Thermal-fluid performance degradation of turbulators in additively manufactured turbine cooling

Ribs, or turbulators are an effective method for enhancing cooling in internal passages in a wide range of applications like microfluidics, gas turbine engines, and nuclear fusion reactors, as they can typically double the heat transfer through the generation of secondary vortices and zones of high heat transfer coefficient. However, in future additive manufactured high-temperature turbine parts for aviation gas turbine engines, the sub-mm scale ribs within the cooling passage can sometimes be manufactured with geometry differences compared to the design intent. Here, we investigated the impact on thermal performance of potential turbulator manufacturing variation due to shrinkage of the rib center region and broadening of the rib side. Local heat transfer coefficients on all surfaces, including design-deviated curved ribs, were experimentally measured in a large-scale rig by applying two transient methods using liquid crystal thermography and high-conductive material ribs.
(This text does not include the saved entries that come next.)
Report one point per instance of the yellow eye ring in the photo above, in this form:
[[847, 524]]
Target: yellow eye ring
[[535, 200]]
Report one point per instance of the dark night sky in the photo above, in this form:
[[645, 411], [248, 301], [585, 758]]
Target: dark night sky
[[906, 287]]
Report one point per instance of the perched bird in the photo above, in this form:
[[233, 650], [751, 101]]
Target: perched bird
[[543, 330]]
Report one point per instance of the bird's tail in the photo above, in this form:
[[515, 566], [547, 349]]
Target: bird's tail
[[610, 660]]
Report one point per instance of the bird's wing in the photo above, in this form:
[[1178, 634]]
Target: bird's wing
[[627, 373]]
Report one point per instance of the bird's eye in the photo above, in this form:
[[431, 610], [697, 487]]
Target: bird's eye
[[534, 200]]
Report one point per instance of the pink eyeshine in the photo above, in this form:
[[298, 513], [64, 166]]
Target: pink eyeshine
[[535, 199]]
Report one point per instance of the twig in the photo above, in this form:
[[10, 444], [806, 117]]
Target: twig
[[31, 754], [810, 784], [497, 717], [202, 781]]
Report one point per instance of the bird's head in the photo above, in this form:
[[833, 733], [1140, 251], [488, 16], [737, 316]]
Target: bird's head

Pressure measurements were used to evaluate the friction factor and to validate the numerical simulations. 5 cases, including the design intent case of 45° angled round-edged rib arranged in a staggered configuration, were tested under engine-representative high Reynolds number in the range from 60,000 to 155,000. The numerical simulations provided an understanding of the flow patterns around the ribs, enhancing insight into the flow mechanisms caused by the shape deviations. Depending on the extent of the shrinkage, the local vortex structure in the inter-rib region changed, resulting in complex heat transfer characteristics that decreased or increased. Broadening of the rib caused reduced heat transfer and increased friction factor. With the combination of shrinkage and broadening, heat transfer on the ribbed wall was reduced by up to 29 %, and the thermal performance factor was reduced by up to 17 %. The largest reduction in heat transfer caused by the potential manufacturing variations occurred in the rib itself. The work has quantified the degradation of thermal performance caused by potential turbulator manufacturing variability away from design intent geometry, and provides insight into the relationship between thermal-fluid performance and deviations from the ideal geometry caused by manufacture.